StatImputer¶
Replaces missing values with a statistic.
This transformer allows you to replace missing values with the value of a running statistic. During a call to learn_one
, for each feature, a statistic is updated whenever a numeric feature is observed. When transform_one
is called, each feature with a None
value is replaced with the current value of the corresponding statistic.
Parameters¶
-
imputers
A list of tuples where each tuple has two elements.
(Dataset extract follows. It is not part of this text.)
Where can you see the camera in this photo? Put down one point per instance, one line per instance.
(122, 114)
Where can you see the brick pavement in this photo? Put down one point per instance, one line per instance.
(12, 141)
The first elements is a feature name and the second value is an instance of
stats.base.Univariate
. The second value can also be an arbitrary value, such as -1, in which case the missing values will be replaced with it.
Examples¶
>>> from river import preprocessing
>>> from river import stats
For numeric data, we can use a stats.Mean()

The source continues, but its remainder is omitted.